Sé que escribo muchas veces sobre lo mismo. Probablemente es porque pienso repetidamente en las mismas cosas, o porque me da la sensación de que no termino de dar con la clave. (Y que conste que éste es un ejercicio de pensamiento, no de consciencia personal, ¿eh? :-))
Hoy he releído en el blog de mi Señor, Baalkiss, La oscuridad de la sumisa, una entrada sobre los sentimientos que una persona atribuye a haber sido "abandonada" por su Amo. Y me ha vuelto a la cabeza un pensamiento que, en realidad, nunca se ha ido.
¡Cuántas personas, especialmente de condición sumisa, creen que la relación que mantienen ha de hacer que se abandonen de ellas mismas!
Y estoy rotundamente en contra. Me explico...
... Yo supongo que cualquier relación que establecemos ha de hacernos crecer a todos los miembros de la misma. Me da igual que sea laboral, que de amistad, personal, de pareja, familiar... Sea lo que sea, la interacción con otros seres humanos ha de hacernos crecer en algún ámbito. Cuando nos sentimos mermadas, desminuídas, deterioridas... me da la sensación de que algo no va bien.
Y especialmente en las relaciones D/s, donde ponemos un todo en manos de otro Todo, ambas partes han de sentirse plenas, maravillosas, exultantes, inmensas, infinitas...
Nadie mejor que un Amo para hacerte consciente de la grandeza que entregas, del milagro que resulta de un regalo que es precioso, el mejor de los mejores (aunque sea susceptible de mejora, claro)...

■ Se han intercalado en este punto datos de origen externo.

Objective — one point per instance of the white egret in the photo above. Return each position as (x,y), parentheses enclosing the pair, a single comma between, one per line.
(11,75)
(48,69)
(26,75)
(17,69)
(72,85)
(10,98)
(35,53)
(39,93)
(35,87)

Pero existen relaciones (dentro y fuera de la D/s) que llevan a uno de los miembros, o a ambos, a empequeñecerse lentamente; a mermar y mermar hasta que queda algo diminuto que casi se pierde en la inmensidad. Hay gente que lleva a otra al peligro de extinción. Y eso es lo que hace que luego la persona se sienta tan minúscula, tan perdida, tan destrozada (además del hecho de haber perdido a alguien a quien quería).
Lo terrible no es el momento del abandono (ese instante es sólo en el que una se da cuenta de su estado), sino que alguien sea capaz de dejarse llevar de esa manera sin darse cuenta y de que su otra mitad permita que eso ocurra, con o sin voluntad de que así sea.
Lo que me aterra de esas relaciones no es el momento en que eres consciente de tu peligro de extinción, sino cada ser que se ha matado antes para llegar a ese estado.